The government has hired more than 70 people out of the 96 positions it aims to fill to date, a Centers for Medicare and Medicaid Services spokesman said.

Some of the hires have had experience in drug-price negotiations from working in private industry, such as with pharmaceutical companies and pharmacy benefit managers, the CMS spokesman said.

Hires include veterans of major healthcare companies such as Humana and CVS Health, business consulting firms such as Avalere Health, and the advocacy group Families USA, according to CMS employee profiles posted on LinkedIn. The division director in charge of negotiations was previously a drug-pricing strategist at drugmaker Bristol-Myers Squibb.

The agency tapped longtime employee Christina Ritter to lead the group as its director, overseeing its six divisions, the CMS spokesman said. In addition to handling price negotiations, the group will also enforce the IRA’s new penalties on drugmakers that raise prices higher than the overall inflation rate.

Ritter took the job after leading a section of the Center for Medicare & Medicaid Innovation, a sub-agency created by the Affordable Care Act to develop more efficient ways to pay for healthcare. Ritter declined a request for comment through a CMS spokesman.

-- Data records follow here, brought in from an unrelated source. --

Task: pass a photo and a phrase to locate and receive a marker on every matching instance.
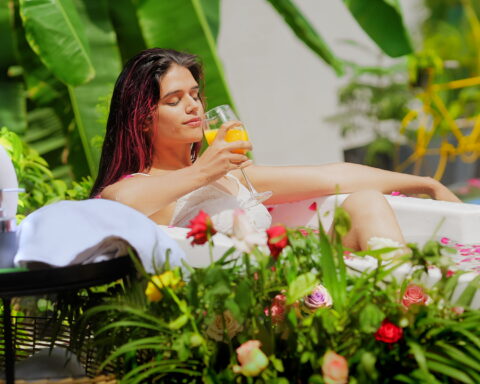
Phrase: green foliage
(56, 33)
(33, 174)
(374, 99)
(305, 32)
(382, 21)
(191, 333)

Many of the group’s jobs offer salaries starting at $100,000 and up, and benefits including health insurance, remote work options and up to 26 days of paid vacation time each year, according to the CMS website.

Former CMS official Sean Cavanaugh said that he has been recommending working at the agency because it would provide valuable experience for working in the healthcare industry. When people ask him for career advice, he has been encouraging them to apply, citing the better-than-average odds of landing a good job during the current hiring spree.

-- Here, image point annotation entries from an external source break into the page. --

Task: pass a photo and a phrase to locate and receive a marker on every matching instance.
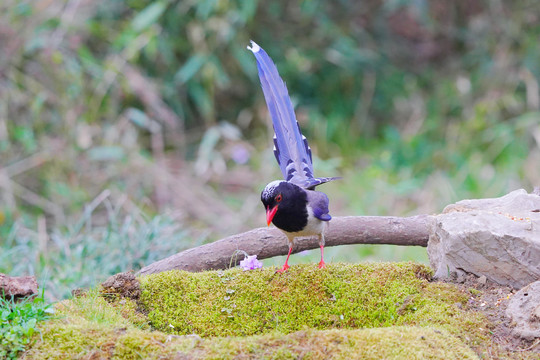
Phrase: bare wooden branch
(270, 242)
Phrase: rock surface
(497, 238)
(524, 310)
(17, 286)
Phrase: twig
(270, 242)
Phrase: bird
(292, 204)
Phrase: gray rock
(524, 311)
(496, 238)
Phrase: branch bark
(17, 286)
(270, 242)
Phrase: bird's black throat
(292, 214)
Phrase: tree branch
(270, 242)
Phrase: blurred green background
(131, 130)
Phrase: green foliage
(237, 303)
(86, 253)
(19, 324)
(431, 320)
(415, 104)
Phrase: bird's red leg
(322, 265)
(286, 265)
(322, 241)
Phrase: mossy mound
(367, 311)
(238, 303)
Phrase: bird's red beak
(270, 213)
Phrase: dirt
(492, 299)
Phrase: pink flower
(250, 263)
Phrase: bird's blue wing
(290, 146)
(318, 202)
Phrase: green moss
(368, 311)
(238, 303)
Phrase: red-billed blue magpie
(291, 204)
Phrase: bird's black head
(286, 205)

“It doesn’t happen all the time that they’re hiring 100 new people in one office," Cavanaugh said.

Medicare is expected to begin negotiating with drugmakers on 10 products in February, and the new lower prices will take effect in 2026. An additional 15 to 20 drugs would be negotiated each year going forward.

The negotiators’ work will be under a microscope. The pharmaceutical industry, a powerful interest group in Washington, has filed several lawsuits challenging the negotiations and hopes to persuade lawmakers to repeal or dial back the program in the coming years.

The industry trade group Pharmaceutical Research and Manufacturers of America declined to comment.

During negotiations, drugmakers will ramp up the pressure on Medicare officials to get the highest prices possible, said Anna Kaltenboeck, a health economist and former Senate staffer who helped draft the IRA’s drug price negotiation provisions.

“They’re gonna have to have some thick skin because the lobbying is going to be intense," said Kaltenboeck, now a principal at health-research and consulting firm ATI Advisory.